Richard hatte sie dabei beobachtet und auch auf seinem Gesicht lag ein leichtes Lächeln. Nachdem sie die Fliege gebunden hatte, strich sie noch die Aufschläge seiner Anzugjacke gerade, etwas, was sie immer tat. Immer schon getan hatte. Selbst als sie damals vor der Haustür seiner Eltern standen, an dem Tag, an dem er sie ihnen vorstellte.
Doch an Stelle dies ohne eine Regung über sich ergehen zu lassen, nahm er dieses Mal ihre Hände in seine und hielt sie an seine Brust gedrückt.

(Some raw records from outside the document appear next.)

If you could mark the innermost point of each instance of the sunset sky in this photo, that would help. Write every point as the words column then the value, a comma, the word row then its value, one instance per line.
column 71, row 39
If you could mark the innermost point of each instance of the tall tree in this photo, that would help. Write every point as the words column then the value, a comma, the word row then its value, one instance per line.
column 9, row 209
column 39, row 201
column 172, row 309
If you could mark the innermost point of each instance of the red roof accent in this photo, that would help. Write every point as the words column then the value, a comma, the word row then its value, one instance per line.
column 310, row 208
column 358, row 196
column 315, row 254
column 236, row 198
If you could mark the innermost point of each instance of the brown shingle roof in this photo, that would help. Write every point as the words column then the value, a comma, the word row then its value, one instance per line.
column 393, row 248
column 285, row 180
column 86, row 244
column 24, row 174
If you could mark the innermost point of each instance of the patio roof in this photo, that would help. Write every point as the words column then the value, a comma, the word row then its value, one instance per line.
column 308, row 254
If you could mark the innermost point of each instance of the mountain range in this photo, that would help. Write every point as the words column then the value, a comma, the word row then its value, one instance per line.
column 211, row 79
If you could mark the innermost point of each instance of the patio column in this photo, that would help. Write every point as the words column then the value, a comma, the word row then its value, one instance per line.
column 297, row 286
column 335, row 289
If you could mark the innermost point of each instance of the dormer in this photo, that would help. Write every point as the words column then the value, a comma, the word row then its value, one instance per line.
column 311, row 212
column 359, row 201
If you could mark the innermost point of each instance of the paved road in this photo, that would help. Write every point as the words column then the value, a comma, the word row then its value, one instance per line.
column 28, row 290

„Dreiundvierzig Jahre. Sie waren schön, nicht wahr?", lächelte er sie an.

Emily nickte mit einem glücklichen Gesicht: „Ja. Sehr schön."

„Sehr schön!", wiederholte er. Sein Lächeln wurde breiter. Dann beugte er sich vor und gab ihr einen Kuss.
In der Sekunde darauf ertönte die Türglocke. Die Hand des anderen haltend traten sie auf den Hauseingang zu und öffneten diesen für ihre Tochter und Enkelin.

„Grandma! Grandpa! Herzlich Glückwunsch zum Hochzeitstag!"